Es liegt an den für die Besetzung verantwortlichen Personen, schnellstmöglich die Bedenken aus vielen Bereichen der Gesellschaft zu beseitigen und für einen gesetzeskonformen Zustand zu sorgen. Entsprechend den Entsendungen der letzten Jahre und dem bis dato gelebten Rotationsprinzips wäre aus unserer Sicht ein Vertreter der Roma in den Publikumsrat zu entsenden gewesen.
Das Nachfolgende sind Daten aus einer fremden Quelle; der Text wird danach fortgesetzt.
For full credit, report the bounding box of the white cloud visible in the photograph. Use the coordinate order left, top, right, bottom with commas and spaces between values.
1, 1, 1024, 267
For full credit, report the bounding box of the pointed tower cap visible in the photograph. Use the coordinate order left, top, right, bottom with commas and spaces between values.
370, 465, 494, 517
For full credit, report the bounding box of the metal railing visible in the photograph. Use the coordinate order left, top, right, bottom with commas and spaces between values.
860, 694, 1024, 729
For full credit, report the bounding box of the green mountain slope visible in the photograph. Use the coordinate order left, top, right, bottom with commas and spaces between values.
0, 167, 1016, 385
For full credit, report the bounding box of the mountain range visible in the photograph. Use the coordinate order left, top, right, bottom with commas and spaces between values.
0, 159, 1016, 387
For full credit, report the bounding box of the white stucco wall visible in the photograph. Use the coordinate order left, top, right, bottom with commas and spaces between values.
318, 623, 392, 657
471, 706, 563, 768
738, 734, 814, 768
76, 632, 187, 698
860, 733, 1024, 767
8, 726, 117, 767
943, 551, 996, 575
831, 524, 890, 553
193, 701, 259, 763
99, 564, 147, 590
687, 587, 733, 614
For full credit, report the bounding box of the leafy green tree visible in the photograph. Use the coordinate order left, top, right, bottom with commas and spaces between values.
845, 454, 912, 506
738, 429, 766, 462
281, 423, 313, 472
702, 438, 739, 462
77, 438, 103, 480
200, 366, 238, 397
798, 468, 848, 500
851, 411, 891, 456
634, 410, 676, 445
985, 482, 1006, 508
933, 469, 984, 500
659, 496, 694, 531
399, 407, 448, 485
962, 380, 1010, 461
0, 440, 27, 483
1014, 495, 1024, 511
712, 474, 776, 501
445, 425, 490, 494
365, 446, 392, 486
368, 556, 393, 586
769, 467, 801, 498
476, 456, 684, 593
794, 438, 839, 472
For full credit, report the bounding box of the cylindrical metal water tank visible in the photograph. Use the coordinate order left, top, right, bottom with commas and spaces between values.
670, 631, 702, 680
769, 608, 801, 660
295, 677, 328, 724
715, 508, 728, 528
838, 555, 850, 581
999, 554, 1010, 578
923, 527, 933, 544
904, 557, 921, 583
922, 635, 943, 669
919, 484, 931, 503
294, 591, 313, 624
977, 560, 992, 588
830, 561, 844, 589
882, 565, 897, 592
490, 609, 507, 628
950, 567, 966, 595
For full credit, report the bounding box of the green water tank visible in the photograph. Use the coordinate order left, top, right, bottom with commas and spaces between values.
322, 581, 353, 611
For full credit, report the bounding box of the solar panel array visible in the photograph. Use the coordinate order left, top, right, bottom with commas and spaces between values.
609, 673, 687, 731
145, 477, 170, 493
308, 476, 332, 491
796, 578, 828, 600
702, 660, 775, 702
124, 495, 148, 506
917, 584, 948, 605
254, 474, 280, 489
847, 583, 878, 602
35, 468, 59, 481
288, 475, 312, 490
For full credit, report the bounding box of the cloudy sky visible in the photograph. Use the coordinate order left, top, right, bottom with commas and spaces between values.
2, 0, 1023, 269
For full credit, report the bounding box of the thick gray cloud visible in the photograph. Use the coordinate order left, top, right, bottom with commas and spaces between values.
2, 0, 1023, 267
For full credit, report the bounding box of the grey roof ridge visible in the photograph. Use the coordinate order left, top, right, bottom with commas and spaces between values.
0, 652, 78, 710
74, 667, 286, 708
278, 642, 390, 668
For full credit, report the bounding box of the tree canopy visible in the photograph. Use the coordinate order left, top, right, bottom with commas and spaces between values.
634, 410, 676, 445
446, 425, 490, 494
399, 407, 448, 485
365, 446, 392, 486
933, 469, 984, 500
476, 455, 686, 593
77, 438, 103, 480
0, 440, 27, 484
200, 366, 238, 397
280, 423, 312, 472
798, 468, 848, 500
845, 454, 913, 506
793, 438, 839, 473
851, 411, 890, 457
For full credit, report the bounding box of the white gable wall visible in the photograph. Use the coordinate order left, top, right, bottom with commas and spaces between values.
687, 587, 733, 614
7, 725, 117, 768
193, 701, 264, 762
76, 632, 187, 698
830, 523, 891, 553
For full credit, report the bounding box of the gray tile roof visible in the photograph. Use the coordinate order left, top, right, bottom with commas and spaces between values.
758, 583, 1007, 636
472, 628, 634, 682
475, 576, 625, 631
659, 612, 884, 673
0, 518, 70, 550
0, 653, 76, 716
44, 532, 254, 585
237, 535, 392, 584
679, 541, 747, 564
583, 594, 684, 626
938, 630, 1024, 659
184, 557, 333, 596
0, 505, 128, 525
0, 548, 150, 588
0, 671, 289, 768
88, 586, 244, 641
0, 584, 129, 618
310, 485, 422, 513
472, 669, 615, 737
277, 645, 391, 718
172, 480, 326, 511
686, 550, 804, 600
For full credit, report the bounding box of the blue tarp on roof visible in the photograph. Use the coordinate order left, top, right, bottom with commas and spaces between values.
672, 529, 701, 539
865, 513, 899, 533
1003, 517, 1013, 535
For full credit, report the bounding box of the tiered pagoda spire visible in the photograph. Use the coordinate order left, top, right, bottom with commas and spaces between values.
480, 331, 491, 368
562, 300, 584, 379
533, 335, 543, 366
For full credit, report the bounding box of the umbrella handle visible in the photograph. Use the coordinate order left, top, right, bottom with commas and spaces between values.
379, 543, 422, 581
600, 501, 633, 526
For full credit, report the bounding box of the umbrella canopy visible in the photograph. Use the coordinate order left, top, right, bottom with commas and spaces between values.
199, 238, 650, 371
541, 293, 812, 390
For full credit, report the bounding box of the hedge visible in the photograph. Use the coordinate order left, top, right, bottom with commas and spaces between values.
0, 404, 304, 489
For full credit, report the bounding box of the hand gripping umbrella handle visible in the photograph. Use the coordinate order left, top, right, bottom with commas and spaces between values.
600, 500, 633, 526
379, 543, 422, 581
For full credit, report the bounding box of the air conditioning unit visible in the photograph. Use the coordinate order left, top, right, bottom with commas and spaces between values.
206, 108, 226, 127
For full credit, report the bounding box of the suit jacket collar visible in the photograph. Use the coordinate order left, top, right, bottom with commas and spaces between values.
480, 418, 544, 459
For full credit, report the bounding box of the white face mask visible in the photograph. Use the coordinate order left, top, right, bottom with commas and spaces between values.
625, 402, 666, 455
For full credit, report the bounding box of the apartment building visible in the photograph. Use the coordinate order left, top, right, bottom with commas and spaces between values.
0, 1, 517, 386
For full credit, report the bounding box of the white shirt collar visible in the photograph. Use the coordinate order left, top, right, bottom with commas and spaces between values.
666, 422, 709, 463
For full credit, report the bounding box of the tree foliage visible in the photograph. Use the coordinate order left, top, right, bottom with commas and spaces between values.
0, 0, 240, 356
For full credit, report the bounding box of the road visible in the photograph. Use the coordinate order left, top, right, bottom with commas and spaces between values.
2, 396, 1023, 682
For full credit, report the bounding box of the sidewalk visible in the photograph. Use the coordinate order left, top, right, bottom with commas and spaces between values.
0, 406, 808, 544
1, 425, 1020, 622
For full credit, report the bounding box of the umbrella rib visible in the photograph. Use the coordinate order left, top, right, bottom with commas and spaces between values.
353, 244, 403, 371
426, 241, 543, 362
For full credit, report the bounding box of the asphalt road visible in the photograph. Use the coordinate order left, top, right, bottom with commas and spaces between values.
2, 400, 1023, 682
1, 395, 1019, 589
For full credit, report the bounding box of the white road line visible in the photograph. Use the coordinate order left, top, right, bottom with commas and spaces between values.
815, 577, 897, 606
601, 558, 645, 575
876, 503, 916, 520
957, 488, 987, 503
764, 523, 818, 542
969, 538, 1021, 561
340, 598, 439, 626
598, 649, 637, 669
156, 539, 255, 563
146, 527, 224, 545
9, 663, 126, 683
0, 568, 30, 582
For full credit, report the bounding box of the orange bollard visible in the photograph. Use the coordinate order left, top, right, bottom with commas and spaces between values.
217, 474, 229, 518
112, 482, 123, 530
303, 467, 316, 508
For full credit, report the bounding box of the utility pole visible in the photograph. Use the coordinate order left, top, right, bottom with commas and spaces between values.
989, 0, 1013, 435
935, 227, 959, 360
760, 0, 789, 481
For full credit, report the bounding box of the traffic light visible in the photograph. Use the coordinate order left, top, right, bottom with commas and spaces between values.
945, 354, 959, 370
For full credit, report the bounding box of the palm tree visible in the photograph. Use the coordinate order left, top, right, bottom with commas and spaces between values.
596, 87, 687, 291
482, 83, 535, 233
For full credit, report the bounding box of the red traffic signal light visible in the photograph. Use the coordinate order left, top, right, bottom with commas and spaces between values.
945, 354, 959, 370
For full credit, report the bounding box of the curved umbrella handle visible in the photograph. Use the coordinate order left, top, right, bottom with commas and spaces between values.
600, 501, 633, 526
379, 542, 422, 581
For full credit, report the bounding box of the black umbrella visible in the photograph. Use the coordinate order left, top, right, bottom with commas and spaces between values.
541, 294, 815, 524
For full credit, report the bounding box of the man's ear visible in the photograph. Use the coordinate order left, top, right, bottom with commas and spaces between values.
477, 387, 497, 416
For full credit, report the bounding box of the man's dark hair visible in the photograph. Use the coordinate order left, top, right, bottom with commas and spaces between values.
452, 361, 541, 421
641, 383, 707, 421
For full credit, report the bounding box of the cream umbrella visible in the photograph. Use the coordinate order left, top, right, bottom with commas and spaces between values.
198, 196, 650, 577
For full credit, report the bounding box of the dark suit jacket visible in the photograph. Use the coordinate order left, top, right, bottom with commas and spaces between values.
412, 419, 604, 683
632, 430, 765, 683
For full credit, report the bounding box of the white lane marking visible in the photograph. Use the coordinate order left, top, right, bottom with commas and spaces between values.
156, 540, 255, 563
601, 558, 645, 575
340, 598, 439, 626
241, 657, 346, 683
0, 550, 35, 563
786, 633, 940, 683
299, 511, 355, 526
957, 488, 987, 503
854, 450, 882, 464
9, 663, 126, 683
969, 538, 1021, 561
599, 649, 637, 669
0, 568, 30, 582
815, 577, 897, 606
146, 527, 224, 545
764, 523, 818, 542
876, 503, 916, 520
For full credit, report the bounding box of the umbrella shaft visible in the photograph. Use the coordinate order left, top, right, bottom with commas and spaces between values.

Karl Hanzl, langjähriges Publikumsratsmitglied und Vorsitzender des tschechischen Beirates
Stellungnahme der „Ständigen Konferenz der Vorsitzenden der Beiräte der autochthonen Volksgruppen Österreichs“, 20.5.2022:
Die Anfang Mai erfolgte Besetzung des ORF-Publikumsrates hat in den von der „Ständigen Konferenz der Vorsitzenden der Beiräte der autochthonen Volksgruppen Österreichs“ (in Folge kurz: Vorsitzenden-Konferenz) vertretenen Vereinen und Gruppen für Erstaunen und Entsetzen gesorgt. Abgesehen vom kommentarlosen Abgehen von der über Jahre und Jahrzehnte gelebten und anerkannten Praxis des Vorschlags- und Besetzungsvorganges durch das zuständige Ministerium und Medienministerin Susanne Raab, sieht die Vorsitzenden-Konferenz ihre eigene Einschätzung der Unrechtmäßigkeit der Besetzung auf Basis der geltenden Gesetzeslage durch die zahlreichen Medienberichte und Kommentare von Medienwissenschaftler:innen voll inhaltlich bestätigt.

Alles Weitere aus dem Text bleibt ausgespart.